JoeExoticsEyebrowRing · 11/05/2020 13:29

I listened to the Casefile podcast about Amy-Lynn Bradley, who went missing off the cruise ship.

It's so odd, her dad saw her on the balcony from his bed, dozed off again and when he woke up a while later she had gone and no one ever saw her again...

And that absolute piece of shit fake PI guy who told her parents that he had found her and was going to rescue her, they were literally ready to meet her and everything, he had provided photo evidence of her complete with her tattoos, and the whole think was bullshit. Her poor parents, I just cannot imagine?

But what the hell happened to her?

MilkTwoSugarsThanks · 11/05/2020 14:08

I think Zaphodsotherhead is right as many of these I personally wouldn't class as mysteries. It's also open to interpretation as to whether people use unsolved to mean unsolved or unsolved to their satisfaction.

SheWranglesRugRats · 11/05/2020 14:31

I agree that there are few mysteries that don't have at least one theory that pretty much makes sense. JBR is one, maybe Asha Degree.

SheWranglesRugRats · 11/05/2020 14:33

But what the hell happened to her?

She was pissed and fell off the boat / possibly sexually assaulted and thrown off the boat. I don't believe the later sightings.

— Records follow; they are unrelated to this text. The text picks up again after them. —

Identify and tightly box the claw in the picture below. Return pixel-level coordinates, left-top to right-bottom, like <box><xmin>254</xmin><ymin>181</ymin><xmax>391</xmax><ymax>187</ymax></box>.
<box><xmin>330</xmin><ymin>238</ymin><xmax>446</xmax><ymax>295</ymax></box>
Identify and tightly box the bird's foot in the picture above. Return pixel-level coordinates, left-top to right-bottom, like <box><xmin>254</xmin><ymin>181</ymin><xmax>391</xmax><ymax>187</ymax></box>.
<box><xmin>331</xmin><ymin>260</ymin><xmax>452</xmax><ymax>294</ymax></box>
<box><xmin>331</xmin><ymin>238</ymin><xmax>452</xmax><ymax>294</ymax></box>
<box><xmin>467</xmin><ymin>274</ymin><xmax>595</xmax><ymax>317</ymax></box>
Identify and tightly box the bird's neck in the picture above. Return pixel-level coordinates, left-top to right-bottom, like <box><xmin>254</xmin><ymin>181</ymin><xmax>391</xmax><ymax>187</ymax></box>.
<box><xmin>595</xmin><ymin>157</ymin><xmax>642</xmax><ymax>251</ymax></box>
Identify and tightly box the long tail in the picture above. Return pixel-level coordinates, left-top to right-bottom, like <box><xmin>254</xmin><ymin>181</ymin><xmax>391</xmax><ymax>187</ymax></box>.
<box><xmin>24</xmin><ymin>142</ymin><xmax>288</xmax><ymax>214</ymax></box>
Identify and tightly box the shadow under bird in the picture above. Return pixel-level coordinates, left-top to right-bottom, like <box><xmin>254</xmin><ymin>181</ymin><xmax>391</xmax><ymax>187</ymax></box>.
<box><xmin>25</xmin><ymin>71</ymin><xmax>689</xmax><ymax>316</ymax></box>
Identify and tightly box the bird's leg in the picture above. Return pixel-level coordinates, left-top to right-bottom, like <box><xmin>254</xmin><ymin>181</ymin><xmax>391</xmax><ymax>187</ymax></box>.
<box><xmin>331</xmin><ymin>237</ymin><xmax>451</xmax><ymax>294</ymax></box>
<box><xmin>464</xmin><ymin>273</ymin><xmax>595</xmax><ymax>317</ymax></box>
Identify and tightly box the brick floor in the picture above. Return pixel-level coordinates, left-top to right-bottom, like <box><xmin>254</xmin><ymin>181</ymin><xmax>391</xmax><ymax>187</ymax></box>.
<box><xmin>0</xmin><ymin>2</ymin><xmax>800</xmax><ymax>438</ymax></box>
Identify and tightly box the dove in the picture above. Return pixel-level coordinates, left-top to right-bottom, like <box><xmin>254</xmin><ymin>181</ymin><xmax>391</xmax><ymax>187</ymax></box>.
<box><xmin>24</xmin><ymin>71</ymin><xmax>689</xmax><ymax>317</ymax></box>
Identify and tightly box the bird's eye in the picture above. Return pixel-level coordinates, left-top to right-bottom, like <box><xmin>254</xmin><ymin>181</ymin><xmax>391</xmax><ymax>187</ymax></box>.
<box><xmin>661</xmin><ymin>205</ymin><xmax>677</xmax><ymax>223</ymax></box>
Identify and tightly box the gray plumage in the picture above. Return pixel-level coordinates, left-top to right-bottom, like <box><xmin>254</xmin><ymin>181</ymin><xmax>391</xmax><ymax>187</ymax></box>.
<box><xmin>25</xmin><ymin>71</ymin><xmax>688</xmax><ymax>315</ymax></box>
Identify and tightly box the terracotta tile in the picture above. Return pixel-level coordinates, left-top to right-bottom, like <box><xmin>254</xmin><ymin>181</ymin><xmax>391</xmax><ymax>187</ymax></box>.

LoseLooseLucy · 11/05/2020 14:39

But what the hell happened to her?

Fell overboard, it was more than likely it was the sound of her falling that woke her dad.

DulciUke · 11/05/2020 14:55

@frownette Regarding the West Mesa Bone Collector--the suspect that I mentioned was named Lorenzo Montoya. Many people consider him the main suspect, but there are other suspects that law enforcement continues to investigate.